At the end of February and the beginning of March 2024, the Book of Genesis was recorded in the studio of the Yakutsk Theological Seminary. The recording was completed in two weeks.

Two months later, work began on the audiobooks of Exodus and the “Children's Bible” in the same studio, which took about a month.

The Yakut language translations can be viewed and listened to on the Institute for Bible Translation’s website.


Orthodox Christianity first came to Yakutia in the 17th century with the Russian expansion into Siberia. Russian explorers, hunters, and missionaries gradually introduced the local people to the faith, and by the 19th century Orthodoxy was firmly established there. Missionaries translated Scripture and other texts into the Yakut language, and religious schools were opened. Once shamanistic, Yakutia has fully embraced Orthodoxy.
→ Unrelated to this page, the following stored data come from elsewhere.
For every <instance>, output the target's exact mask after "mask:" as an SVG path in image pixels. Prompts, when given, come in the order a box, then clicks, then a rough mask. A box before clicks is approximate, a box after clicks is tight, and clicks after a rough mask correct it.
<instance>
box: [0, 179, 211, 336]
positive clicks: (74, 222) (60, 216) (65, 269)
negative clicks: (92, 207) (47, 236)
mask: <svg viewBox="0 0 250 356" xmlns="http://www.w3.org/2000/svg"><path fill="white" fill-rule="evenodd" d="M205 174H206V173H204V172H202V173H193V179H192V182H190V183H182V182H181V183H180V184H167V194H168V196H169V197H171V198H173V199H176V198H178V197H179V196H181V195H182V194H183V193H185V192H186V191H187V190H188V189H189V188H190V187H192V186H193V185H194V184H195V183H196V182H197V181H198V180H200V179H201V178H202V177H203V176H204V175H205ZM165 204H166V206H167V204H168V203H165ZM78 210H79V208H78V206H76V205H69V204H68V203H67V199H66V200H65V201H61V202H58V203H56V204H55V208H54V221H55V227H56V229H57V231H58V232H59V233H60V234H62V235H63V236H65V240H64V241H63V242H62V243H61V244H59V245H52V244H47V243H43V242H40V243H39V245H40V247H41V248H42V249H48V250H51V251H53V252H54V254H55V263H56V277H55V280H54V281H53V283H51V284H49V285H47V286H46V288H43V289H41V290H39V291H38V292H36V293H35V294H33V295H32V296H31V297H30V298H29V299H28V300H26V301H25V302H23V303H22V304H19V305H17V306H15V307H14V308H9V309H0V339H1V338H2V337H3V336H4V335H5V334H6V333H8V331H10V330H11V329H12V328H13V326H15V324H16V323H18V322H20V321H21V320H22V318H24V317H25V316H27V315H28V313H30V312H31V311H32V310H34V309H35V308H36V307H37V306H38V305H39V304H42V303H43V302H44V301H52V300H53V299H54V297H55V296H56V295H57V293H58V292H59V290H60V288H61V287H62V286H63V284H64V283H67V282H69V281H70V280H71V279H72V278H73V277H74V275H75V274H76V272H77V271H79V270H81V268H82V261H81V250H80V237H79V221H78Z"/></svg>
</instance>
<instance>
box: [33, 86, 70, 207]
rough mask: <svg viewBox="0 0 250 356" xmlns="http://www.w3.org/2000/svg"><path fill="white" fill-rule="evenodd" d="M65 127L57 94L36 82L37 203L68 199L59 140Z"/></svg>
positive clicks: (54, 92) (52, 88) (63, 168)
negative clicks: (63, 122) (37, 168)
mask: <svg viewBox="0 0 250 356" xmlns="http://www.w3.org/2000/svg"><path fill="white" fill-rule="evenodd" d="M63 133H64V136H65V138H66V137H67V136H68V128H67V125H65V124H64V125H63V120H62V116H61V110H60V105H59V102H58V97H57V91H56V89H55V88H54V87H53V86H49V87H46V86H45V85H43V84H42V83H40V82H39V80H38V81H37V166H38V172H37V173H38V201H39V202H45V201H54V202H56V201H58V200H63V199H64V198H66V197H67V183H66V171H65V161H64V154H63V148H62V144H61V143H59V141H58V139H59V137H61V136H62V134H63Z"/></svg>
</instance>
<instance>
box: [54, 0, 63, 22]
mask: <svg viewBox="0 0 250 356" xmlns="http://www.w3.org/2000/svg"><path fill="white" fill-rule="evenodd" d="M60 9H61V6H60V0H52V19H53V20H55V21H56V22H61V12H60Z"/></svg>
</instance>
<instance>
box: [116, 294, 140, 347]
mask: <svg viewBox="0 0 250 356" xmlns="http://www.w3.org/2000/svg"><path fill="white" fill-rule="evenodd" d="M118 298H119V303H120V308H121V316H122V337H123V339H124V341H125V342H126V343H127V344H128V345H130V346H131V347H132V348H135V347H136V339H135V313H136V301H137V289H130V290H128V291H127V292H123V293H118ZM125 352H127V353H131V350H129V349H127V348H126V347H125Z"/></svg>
The diocesan cathedral in this republic’s capital city of Sahka serves as a religion hub for the vast region. Yakutia is also home to several Orthodox monasteries.

The Yakutia Republic of the Russian Federation is slightly smaller than Australia, but very sparsely populated due to the inhospitable climate and rough terrain. The Yakut language is part of the Siberian branch of the Turkic language family. Formerly without a written language, Yakut was given an adapted form of the Cyrillic Alphabet by Russian missionaries.